Evaluating prevalence, incidence rates and mortality attributable to antibiotic-resistant bacterial infections and potential biases caused by underuse of blood culture in Wahidin Hospital, a tertiary-care hospital in South Sulawesi, Indonesia 19 Nov 2019
The burden of antibiotic-resistant bacterial infection (ARBI) in low and middle-income countries (LMICs) is largely unknown. Microbiology data is rarely analyzed and reported. Few publications available did not take account of bias caused by low number of blood culture utilization, categorize ARBI based on infection origin (community-onset or hospital-onset) and evaluate mortality attributable to ARBI. I propose to evaluate the situation of ARBI in a tertiary-care hospital in 2015-2018 in Sulawesi, Indonesia.
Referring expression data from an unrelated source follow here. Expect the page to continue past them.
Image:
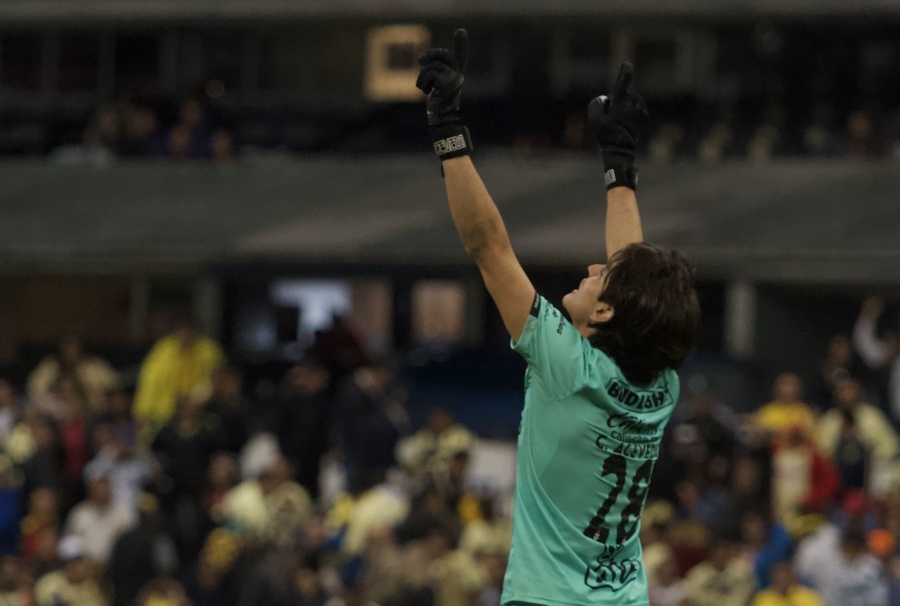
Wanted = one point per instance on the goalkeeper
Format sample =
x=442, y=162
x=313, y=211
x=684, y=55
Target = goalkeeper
x=600, y=385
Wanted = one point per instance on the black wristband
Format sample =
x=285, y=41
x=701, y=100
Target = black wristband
x=617, y=155
x=451, y=141
x=620, y=175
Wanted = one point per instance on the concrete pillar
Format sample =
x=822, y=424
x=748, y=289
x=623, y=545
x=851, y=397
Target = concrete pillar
x=138, y=309
x=208, y=306
x=740, y=319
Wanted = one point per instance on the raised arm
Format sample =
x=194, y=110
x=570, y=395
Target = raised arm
x=474, y=213
x=616, y=120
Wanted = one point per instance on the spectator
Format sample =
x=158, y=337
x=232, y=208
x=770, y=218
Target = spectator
x=185, y=445
x=785, y=590
x=227, y=402
x=370, y=505
x=97, y=521
x=10, y=409
x=865, y=423
x=10, y=507
x=786, y=410
x=15, y=583
x=840, y=363
x=73, y=429
x=880, y=354
x=40, y=528
x=105, y=131
x=803, y=480
x=765, y=543
x=221, y=478
x=94, y=375
x=851, y=455
x=303, y=413
x=142, y=138
x=722, y=580
x=748, y=492
x=340, y=348
x=667, y=588
x=854, y=577
x=487, y=531
x=183, y=449
x=195, y=141
x=162, y=591
x=370, y=417
x=223, y=146
x=34, y=445
x=117, y=418
x=432, y=449
x=271, y=508
x=127, y=471
x=140, y=554
x=179, y=365
x=74, y=584
x=861, y=139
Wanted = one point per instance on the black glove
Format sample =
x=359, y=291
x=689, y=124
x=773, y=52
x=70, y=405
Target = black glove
x=441, y=79
x=616, y=122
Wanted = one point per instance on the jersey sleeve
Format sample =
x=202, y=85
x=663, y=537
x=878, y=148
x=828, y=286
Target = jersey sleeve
x=554, y=350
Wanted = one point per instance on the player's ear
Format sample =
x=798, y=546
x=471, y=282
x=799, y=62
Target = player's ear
x=604, y=312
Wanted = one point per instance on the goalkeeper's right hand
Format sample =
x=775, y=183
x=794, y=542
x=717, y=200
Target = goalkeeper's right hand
x=616, y=120
x=441, y=79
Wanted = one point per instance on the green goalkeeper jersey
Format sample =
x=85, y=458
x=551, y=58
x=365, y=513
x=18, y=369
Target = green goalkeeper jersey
x=587, y=445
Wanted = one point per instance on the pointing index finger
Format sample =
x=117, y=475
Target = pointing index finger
x=623, y=82
x=461, y=48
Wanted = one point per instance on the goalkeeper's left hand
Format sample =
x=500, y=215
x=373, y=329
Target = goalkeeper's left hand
x=441, y=79
x=616, y=121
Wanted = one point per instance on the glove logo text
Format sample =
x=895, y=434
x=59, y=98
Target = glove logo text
x=450, y=144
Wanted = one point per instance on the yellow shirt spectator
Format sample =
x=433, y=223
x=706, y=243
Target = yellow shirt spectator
x=786, y=410
x=795, y=596
x=177, y=365
x=777, y=417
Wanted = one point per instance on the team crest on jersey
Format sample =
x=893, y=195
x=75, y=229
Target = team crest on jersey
x=612, y=575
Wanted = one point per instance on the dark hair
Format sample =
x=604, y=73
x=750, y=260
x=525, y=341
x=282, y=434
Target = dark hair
x=657, y=314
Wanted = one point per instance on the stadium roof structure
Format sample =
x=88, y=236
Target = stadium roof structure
x=225, y=11
x=807, y=221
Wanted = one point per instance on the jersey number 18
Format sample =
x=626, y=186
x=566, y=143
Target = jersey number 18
x=617, y=466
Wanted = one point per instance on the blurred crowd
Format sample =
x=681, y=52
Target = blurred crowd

I will analyze three routinely available data sets; including microbiology, hospital admission and antibiotic prescription data sets. I will use standard methods to estimate prevalence, incidence rates and mortality attributable to ARBI among bacteremia patients. I will categorize infection origin as recommended by WHO GLASS. I will evaluate and describe timing of blood culture collection and antibiotic prescription among patients who had parenteral antibiotic prescribed. I will evaluate whether reported parameters for ARBI were associated with timing of blood culture collection and antibiotic prescription. The results from this study will improve our standings on ARBI, diagnostic stewardship and antibiotic stewardship in Indonesia, and could be used to inform healthcare workers and policy makers in the country and other LMICs on resource allocation and intervention for actions against ARBI.